In the thirteenth century A.D. there was Rumi and Shams. In 2700 B.C. there was King Gilgamesh and Enkidu. The heroes, Rumi and Gilgamesh, were civilized masters of their domain, enjoying a small greatness in their time. Shams and Enkidu were untutored outsiders who burst in from the wild to become the heroes’ beloved companions. The same extraordinary spiritual upheaval created by the unlikely friendships launched both Rumi and Gilgamesh out of their time and into legend.
George Charbak’s play, The Epic of Gilgamesh with a long prologue, thankfully ignores the Enkidu-Shams comparison. In fact Enkidu’s god protector is simply referred to as the sun god, sidestepping the god’s real name Shamash, the root for the Arabic word Shams.
The play takes a few moments, however, to update the ancient epic with current events. There are references to the Iraq war—the city of Uruk where the epic begins is in Iraq. Also, in the early scenes, Gilgamesh displays George Bush’s demagoguery in his abuse of the word “terror.” But soon the story’s universality and timelessness overwhelms local concerns.
The most dramatic scene in the play is commanded into being by Bella Warda (Ramazan-Nia) as the goddess Ishtar. Though there is no intermission in the one hundred minute dramatic marathon, Warda’s “hell hath no fury..” rebuke of Gilgamesh effectively splits the play into two acts: the hero’s triumphs before he spurned Ishtar’s sexual advance, and the sorrows he endures after that.

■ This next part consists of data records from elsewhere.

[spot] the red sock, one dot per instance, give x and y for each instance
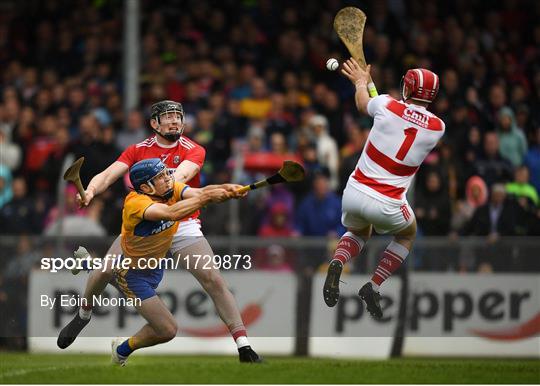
(348, 247)
(392, 258)
(238, 332)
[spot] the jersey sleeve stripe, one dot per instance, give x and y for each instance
(388, 163)
(186, 144)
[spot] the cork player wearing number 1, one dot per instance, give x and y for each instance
(403, 134)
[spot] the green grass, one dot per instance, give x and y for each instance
(27, 368)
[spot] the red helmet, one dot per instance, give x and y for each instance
(420, 84)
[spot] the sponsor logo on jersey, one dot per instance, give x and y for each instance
(416, 117)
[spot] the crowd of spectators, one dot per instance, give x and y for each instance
(252, 79)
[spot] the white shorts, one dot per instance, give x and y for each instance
(360, 210)
(188, 233)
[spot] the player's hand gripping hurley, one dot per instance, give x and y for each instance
(349, 25)
(72, 174)
(289, 172)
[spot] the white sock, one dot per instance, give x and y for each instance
(85, 314)
(375, 286)
(242, 341)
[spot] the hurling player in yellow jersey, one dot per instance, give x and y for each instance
(149, 221)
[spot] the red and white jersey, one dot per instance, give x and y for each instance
(171, 155)
(400, 139)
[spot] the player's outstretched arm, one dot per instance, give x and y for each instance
(360, 78)
(102, 181)
(186, 171)
(194, 199)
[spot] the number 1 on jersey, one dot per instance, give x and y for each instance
(410, 135)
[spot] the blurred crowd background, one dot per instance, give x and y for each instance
(252, 79)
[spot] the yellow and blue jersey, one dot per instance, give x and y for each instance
(144, 238)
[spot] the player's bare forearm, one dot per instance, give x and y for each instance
(360, 78)
(186, 171)
(361, 97)
(194, 199)
(186, 207)
(106, 178)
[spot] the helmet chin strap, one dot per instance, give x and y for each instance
(168, 194)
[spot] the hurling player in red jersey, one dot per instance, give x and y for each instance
(186, 158)
(403, 134)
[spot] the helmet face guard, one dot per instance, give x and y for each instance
(419, 84)
(168, 112)
(145, 171)
(169, 193)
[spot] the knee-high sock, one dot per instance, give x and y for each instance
(239, 335)
(349, 246)
(392, 258)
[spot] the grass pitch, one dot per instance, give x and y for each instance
(28, 368)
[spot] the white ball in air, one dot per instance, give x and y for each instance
(332, 64)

Ishtar’s frustration with Gilgamesh ultimately leads to Enkidu’s death. The loss of his beloved friend transforms the hero from Aristotle’s “speaking animal” to a conscious human being aware of time and mortality. Roham Shaikhani, who plays the handsome Gilgamesh, is all instinct and appetite in the first act. His eyes widen innocently at pleasure. His spry movements full of the confidence of youth. But in the second act Shaikhani’s sensuous bulk is harpooned and bleeding. Gilgamesh no longer adventures for glory, his quest is now for immortality.
Shaikhani and Warda admirably carry the weight of this difficult play. But director Charbak has too heavily burdened Hayedeh Doroudi-Ahi with the role of Enkidu. In the epic, Enkidu is a man-beast of Sasquatchian build, whose roar makes the beasts of the forest cower . Yet Doroudi-Ahi is a slight mezzo soprano with delicate and charming Persian vowels. Why Charbak has Jane playing Tarzan is a question the director must know his audience will explore.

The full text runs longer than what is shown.